When I look at the calls for papers I recently posted next to the posts about my own teaching, I am struck by the unanswered question of “humanism” itself. Obviously, I am not the first person to wonder if the environmental humanities are really a humanism or something else. This is complicated by a number of different approaches. In Western Europe, the fear that environmentalism is really a disguised form of blood-and-soil fascism makes it difficult to question traditional humanisms without appearing to be anti-humanist. In the United States, Social Ecology has worried that postmodernism is a form of anti-humanism, and ecocriticism’s suspicion of poststructuralism amounted to the same thing. Meanwhile, the idea of the posthuman, raised in Science Studies by Donna Haraway and in literary studies by Katherine Hayles, suggests that the center of anthropocentrism–the idea that humans are the apex of Creation or the height of evolution–is beginning to shiver and shift its shape. Post-humanism becomes posthuman-ism in light of cyborgs, gene therapy, Animal Studies, Gaia Theory, the Endosymbiosis Hypothesis, and Latourian quasi-objects.

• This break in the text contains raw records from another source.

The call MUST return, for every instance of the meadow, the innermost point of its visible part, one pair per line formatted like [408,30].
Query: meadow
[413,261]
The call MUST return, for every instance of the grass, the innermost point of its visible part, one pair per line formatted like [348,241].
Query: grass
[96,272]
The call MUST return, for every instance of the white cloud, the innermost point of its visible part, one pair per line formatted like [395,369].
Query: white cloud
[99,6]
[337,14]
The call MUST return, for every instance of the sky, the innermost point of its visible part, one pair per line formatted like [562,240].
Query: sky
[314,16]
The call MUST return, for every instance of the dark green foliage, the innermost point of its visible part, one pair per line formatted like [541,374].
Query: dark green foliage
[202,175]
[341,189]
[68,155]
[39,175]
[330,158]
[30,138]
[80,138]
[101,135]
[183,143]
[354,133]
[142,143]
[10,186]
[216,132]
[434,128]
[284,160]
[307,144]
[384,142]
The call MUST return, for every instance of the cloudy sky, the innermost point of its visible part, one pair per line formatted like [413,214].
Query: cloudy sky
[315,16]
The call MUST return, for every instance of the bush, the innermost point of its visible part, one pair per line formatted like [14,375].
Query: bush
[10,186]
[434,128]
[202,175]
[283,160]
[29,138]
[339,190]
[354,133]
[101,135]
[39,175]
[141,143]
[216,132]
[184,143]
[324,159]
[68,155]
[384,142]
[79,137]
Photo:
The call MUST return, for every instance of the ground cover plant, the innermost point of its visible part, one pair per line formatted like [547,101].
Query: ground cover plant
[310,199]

All of that is well and cool, but my own questions about humanism radiate from the classroom, where I find myself, over and over, trying to show students how to think in a world-centered way. By now you are saying that maybe the “center” is the problem–50 points to Gryffindor for the first reader who can spot the Deconstructive origin of that idea! But seriously, when I try to explain climatological feedback loops, or trophic cascades, or the histories of civilizations that didn’t have the Web, I begin to suspect that classical and Renaissance humanism are, at the same time, indispensable and highly toxic. Indispensable because the intellectual traditions of the Renaissance and the Enlightenment make my explanations possible, and toxic because, well, there aren’t enough beasts, forests, and elements in them. And, with all due respect to Nietzsche, Heidegger, Sartre, Camus, and all those other heroes of the Abyss: to negate something is to stink of it nonetheless.
If the environmental humanities are really going to overcome the discontents of “humanism” with a more modest view of our place in the universe, it would be wise to make that clear from the beginning. Which is going to take a lot of work.
It would be interesting to know how other people think about this.